When a creature CAN'T be regenerated.
- When a creature's Toughness is reduced to 0, it is sent to the graveyard as a state-based effect.
- When a creature is returned to the hand of the controller/player/...
- When a creature is already in the graveyard. You can't use regeneration to raise the creatures from death, only to prevent it.
- When a card says it can't be regenerated (example: Terror).
- When a creature is sacrificed.
A creature that has been dealt lethal damage and been regenerated gets tapped afterwards. However, creatures who are already tapped still can be regenerated, but remain tapped.
Attacking after Regeneration
When you regenerate a creature, you can attack in the same turn it was regenerated (and doesn't have Summoning Sickness or any other effect which says so) but only if you can get it untapped.

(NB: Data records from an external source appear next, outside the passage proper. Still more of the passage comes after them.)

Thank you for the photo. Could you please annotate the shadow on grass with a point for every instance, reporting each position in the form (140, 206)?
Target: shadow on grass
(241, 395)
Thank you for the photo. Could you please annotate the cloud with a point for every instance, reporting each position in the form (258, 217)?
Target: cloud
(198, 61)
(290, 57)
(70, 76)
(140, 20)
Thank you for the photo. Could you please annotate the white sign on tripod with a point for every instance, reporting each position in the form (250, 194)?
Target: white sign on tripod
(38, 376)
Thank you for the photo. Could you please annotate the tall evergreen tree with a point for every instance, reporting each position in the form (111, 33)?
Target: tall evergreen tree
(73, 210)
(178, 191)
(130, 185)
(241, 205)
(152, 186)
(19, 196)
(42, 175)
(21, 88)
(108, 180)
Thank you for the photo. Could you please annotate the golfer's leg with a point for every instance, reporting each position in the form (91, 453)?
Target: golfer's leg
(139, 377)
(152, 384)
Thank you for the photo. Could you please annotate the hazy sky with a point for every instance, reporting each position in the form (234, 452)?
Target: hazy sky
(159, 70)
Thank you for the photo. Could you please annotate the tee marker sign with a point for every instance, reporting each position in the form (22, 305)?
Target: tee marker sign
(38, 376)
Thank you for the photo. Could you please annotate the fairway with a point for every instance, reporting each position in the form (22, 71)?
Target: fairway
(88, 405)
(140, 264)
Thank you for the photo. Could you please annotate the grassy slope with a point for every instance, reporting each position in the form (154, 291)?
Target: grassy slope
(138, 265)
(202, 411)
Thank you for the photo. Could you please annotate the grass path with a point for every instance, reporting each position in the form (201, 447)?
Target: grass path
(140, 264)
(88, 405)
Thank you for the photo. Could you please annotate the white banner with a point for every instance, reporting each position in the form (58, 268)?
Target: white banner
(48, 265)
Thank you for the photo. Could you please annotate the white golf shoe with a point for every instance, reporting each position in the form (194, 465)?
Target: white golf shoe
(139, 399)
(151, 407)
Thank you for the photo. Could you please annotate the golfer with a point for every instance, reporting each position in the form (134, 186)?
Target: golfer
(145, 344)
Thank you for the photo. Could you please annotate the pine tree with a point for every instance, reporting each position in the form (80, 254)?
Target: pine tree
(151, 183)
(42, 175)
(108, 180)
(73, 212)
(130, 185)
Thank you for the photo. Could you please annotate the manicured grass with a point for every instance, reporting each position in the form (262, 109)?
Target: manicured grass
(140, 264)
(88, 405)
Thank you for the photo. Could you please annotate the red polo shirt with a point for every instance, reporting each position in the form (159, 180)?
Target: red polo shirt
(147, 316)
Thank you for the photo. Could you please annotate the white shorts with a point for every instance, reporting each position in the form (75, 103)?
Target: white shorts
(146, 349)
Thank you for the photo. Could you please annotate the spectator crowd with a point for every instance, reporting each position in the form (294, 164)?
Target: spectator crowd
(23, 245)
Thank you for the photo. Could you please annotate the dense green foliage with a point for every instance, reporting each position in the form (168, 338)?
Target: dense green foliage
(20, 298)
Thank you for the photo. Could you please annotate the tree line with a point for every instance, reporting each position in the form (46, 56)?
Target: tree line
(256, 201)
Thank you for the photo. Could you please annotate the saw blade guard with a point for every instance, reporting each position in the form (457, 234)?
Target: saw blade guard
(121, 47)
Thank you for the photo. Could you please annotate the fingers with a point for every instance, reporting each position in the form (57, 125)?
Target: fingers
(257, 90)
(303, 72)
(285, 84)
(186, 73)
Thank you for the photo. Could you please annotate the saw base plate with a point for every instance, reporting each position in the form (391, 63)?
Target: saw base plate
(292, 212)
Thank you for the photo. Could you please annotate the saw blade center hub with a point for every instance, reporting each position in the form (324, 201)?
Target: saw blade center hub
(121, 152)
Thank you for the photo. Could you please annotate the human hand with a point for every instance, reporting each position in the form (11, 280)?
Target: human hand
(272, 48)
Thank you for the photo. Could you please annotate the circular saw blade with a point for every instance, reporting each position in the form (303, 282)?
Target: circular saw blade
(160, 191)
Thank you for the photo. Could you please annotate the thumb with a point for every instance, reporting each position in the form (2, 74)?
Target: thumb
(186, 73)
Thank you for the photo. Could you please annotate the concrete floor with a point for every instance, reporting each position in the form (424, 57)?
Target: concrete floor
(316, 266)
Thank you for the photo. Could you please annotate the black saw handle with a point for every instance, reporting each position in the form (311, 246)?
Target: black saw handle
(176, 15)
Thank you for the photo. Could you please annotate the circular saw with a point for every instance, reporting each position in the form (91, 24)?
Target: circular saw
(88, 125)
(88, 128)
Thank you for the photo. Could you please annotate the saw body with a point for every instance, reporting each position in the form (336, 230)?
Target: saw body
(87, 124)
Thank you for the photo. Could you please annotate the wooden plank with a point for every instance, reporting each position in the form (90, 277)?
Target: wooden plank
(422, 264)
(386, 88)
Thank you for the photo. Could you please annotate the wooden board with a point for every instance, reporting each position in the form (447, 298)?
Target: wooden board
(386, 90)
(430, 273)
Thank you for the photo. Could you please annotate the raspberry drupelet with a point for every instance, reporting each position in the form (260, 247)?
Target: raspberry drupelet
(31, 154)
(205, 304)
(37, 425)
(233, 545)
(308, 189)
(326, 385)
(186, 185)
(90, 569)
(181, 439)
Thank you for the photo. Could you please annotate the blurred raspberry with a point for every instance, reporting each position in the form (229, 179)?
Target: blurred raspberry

Deathtouch and Regeneration
You can regenerate from Deathtouch by paying the regeneration cost.
If a creature blocking or blocked by a creature with Deathtouch is dealt enough combat damage to destroy it, its controller does not have to pay regeneration costs twice to keep it alive. One regeneration effect is enough to prevent both lethal damage and Deathtouch.
For more on this see Magic 2010 Rules Changes: http://www.wizards.com/magic/magazine/article.aspx?x=mtg/daily/feature/42a
Trample and Regeneration
When a creature with Trample attacks and is blocked by a creature which can be regenerated, the creature can be regenerated, but regenerate does not prevent any damage done to that creature's controller from Trample. Example: You have a 1/1 creature with Regeneration and your opponent has a 4/4 Trample creature. Your opponent attacks with the 4/4 and you block with your 1/1 and regenerate. The attacking creature has to deal lethal damage before any of the damage "tramples" over. The 4/4 would assign 1 damage to the 1/1 and then 3 would trample over. Damage then resolves and the 1/1 would die, but because of the regeneration, it would not and simply be tapped instead.
What the Rulebook says
- 614.8. Regeneration is a destruction-replacement effect. The word "instead" doesn't appear on the card but is implicit in the definition of regeneration. "Regenerate [permanent]" means "The next time [permanent] would be destroyed this turn, instead remove all damage marked on it and tap it. If it's an attacking or blocking creature, remove it from combat." Abilities that trigger from damage being dealt still trigger even if the permanent regenerates. See rule 701.12.
- 701.12.. Regenerate
- 701.12a If the effect of a resolving spell or ability regenerates a permanent, it creates a replacement effect that protects the permanent the next time it would be destroyed this turn. In this case, “Regenerate [permanent]” means “The next time [permanent] would be destroyed this turn, instead remove all damage marked on it and tap it. If it’s an attacking or blocking creature, remove it from combat.”
- 701.12b If the effect of a static ability regenerates a permanent, it replaces destruction with an alternate effect each time that permanent would be destroyed. In this case, “Regenerate [permanent]” means “Instead remove all damage marked on [permanent] and tap it. If it’s an attacking or blocking creature, remove it from combat.”
- 701.12c Neither activating an ability that creates a regeneration shield nor casting a spell that creates a regeneration shield is the same as regenerating a permanent. Effects that say that a permanent can’t be regenerated don’t prevent such abilities from being activated or such spells from being cast; rather, they prevent regeneration shields from having any effect.